The best part of the game overall is how funny it is. GLaDOS and Wheatley and Cave Johnson all have absolutely hilarious dialogue. There are also lots of hidden jokes and Easter eggs to find, and it is hard not to have a huge smile the entire time you play.
There is also a completely separate co-op mode that you can play on Xbox Live or locally in splitscreen. It takes place after the single-player, but isn't story-important other than instead of human characters you play as robots designed for testing. In co-op, both players have their own portal guns and you have to work together to solve increasingly complex puzzles. The co-op offers up another 4 hours or so of gameplay, and is well done. Coordination with your partner is vitally important, and you absolutely cannot solve the puzzles doing everything yourself. Playing with friends is recommended over playing with random Xbox Live people, though. I would say the puzzles are a bit tougher in co-op, but the humor is really scaled down, so it is sort of a mixed bag. Worth playing through once, at least.
When you put it all together, you get a solid, replayable single-player campaign with a developer commentary worth playing through an additional time and a good co-op mode. Doing everything once takes at least 10+ hours, but this is a game you'll want to replay.
Portal 2 introduces special gels that spill out of pipes that either let you jump higher, move at fast speeds, or paint any surface with material that you can place portals on (you can't put portals where ever you want most of the time, see). There are also light bridges that let you cross chasms or even act as shields from gun turrets.

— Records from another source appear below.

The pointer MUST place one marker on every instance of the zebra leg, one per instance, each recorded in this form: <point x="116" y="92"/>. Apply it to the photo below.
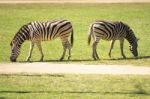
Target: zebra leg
<point x="121" y="47"/>
<point x="111" y="47"/>
<point x="95" y="55"/>
<point x="30" y="51"/>
<point x="40" y="49"/>
<point x="64" y="52"/>
<point x="69" y="49"/>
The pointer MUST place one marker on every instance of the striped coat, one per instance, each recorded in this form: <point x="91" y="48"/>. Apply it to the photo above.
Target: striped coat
<point x="112" y="31"/>
<point x="38" y="31"/>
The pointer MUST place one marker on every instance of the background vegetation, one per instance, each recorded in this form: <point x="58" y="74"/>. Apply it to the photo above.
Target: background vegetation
<point x="13" y="16"/>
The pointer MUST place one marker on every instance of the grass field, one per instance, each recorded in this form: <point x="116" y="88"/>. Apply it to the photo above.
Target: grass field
<point x="13" y="16"/>
<point x="74" y="86"/>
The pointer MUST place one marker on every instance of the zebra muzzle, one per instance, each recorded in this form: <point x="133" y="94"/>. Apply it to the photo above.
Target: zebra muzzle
<point x="12" y="59"/>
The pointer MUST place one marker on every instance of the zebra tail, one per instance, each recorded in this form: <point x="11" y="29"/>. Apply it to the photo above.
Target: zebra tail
<point x="90" y="34"/>
<point x="72" y="38"/>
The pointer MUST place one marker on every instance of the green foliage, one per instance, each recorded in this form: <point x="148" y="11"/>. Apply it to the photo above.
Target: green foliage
<point x="58" y="86"/>
<point x="137" y="16"/>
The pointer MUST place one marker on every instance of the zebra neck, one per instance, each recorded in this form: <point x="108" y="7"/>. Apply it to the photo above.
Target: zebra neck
<point x="131" y="38"/>
<point x="19" y="38"/>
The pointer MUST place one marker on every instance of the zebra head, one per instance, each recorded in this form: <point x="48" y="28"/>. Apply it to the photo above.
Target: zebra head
<point x="133" y="48"/>
<point x="15" y="50"/>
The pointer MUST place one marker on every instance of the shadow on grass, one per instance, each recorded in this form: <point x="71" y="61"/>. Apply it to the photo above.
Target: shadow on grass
<point x="131" y="58"/>
<point x="2" y="98"/>
<point x="88" y="60"/>
<point x="75" y="92"/>
<point x="35" y="75"/>
<point x="75" y="60"/>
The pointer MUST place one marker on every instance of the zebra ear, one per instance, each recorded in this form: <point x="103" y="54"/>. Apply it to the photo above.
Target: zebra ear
<point x="10" y="43"/>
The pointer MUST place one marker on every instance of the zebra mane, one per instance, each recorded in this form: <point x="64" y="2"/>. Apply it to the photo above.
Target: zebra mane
<point x="130" y="36"/>
<point x="18" y="36"/>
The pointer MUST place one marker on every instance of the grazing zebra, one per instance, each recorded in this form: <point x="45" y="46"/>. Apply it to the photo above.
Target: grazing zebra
<point x="108" y="30"/>
<point x="42" y="31"/>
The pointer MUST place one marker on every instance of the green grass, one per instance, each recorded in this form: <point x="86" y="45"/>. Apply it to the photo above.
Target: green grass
<point x="13" y="16"/>
<point x="74" y="86"/>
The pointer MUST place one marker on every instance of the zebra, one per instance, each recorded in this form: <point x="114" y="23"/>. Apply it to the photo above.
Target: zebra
<point x="38" y="31"/>
<point x="112" y="31"/>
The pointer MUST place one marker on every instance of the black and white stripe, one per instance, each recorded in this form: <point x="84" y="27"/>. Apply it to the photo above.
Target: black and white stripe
<point x="109" y="30"/>
<point x="38" y="31"/>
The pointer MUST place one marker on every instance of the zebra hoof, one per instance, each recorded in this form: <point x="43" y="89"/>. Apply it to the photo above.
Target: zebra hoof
<point x="69" y="57"/>
<point x="124" y="57"/>
<point x="61" y="59"/>
<point x="41" y="60"/>
<point x="28" y="60"/>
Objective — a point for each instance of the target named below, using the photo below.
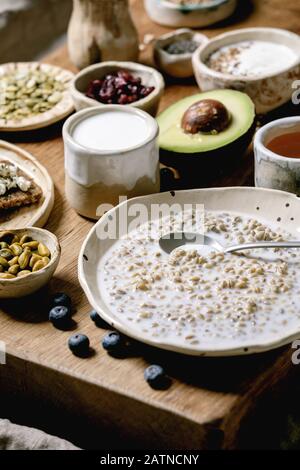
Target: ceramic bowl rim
(261, 134)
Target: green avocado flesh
(174, 139)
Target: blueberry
(113, 342)
(61, 299)
(99, 322)
(60, 317)
(79, 345)
(156, 377)
(167, 179)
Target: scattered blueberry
(99, 322)
(60, 299)
(156, 377)
(60, 317)
(113, 343)
(119, 87)
(79, 345)
(167, 179)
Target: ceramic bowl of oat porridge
(197, 301)
(189, 13)
(262, 62)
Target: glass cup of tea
(277, 155)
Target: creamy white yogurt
(252, 58)
(113, 130)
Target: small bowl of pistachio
(28, 260)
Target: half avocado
(208, 130)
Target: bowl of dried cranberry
(122, 83)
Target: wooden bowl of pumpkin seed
(28, 260)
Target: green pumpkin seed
(6, 253)
(4, 262)
(16, 249)
(14, 269)
(43, 250)
(6, 276)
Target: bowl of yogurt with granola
(197, 301)
(262, 62)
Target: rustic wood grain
(206, 394)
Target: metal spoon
(171, 241)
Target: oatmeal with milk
(251, 58)
(197, 297)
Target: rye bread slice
(15, 198)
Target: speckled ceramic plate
(35, 214)
(268, 205)
(61, 110)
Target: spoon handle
(248, 246)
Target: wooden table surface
(207, 395)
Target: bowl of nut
(28, 260)
(121, 83)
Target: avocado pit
(208, 116)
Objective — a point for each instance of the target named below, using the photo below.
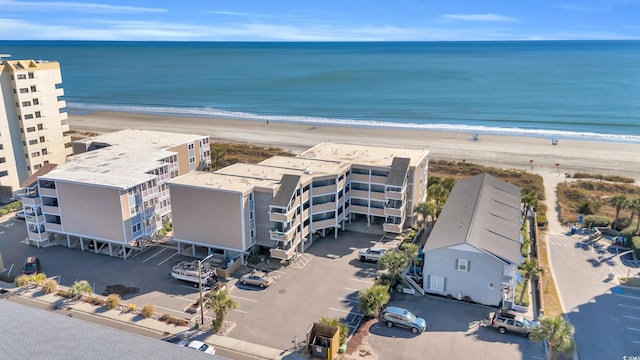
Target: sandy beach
(513, 152)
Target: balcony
(54, 227)
(360, 177)
(323, 224)
(393, 195)
(324, 190)
(48, 192)
(31, 201)
(360, 193)
(54, 210)
(282, 254)
(282, 236)
(392, 228)
(324, 207)
(394, 212)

Some puzzles also require you to manipulate lasers using lenses. All of these new toys used in conjunction with the portals make for some really great puzzles.
You feel really smart and satisfied when you figure stuff out. Nothing was so difficult we needed help to find a solution in co-op or single-player, but there are definitely some puzzles you'll have to look around for 5-10 minutes before you figure out the solution. A nice thing about these puzzles is that there isn't always just one way to do them. There might be a "right" way, but you can do them "wrong" and progress as well, which is awesome.
Graphically, Portal 2 is a really sharp and clean looking game, but is also kind of simple with rather plain textures. The lighting is very nice, though. Overall, it looks good, but won't blow you away or anything. One thing we aren't too fond of is the frequent load times, but at least the loading screen changes a bit as you progress through the game.
The sound is perhaps the best part of the whole package. The dialogue is incredibly well written and is expertly delivered by everyone involved. It is really funny. Stephen Merchant as Wheatley and J.K. Simmons as Cave Johnson really stand out. Also, like the first game, Portal 2 ends up with a funny song written by Jonathan Coulton during the end credits.
Portal 2 is just a great sequel all around. It takes everything that people loved about Portal 1 and makes it bigger and better. Most significantly, the gameplay and puzzles are better and the humor is a lot more prevalent and funnier overall. It also packs a pretty decent value with a replayable single-player campaign and solid co-op mode. It has to be noted that the satisfaction of puzzle solving is greatly diminished on subsequent playthroughs, but the humor is still worth playing for and you can get a different satisfaction from the puzzles by trying to do them more quickly and accurately than you did the first time. All in all, Portal 2 is an incredibly well put together game with plenty of content. We highly recommend it for a purchase.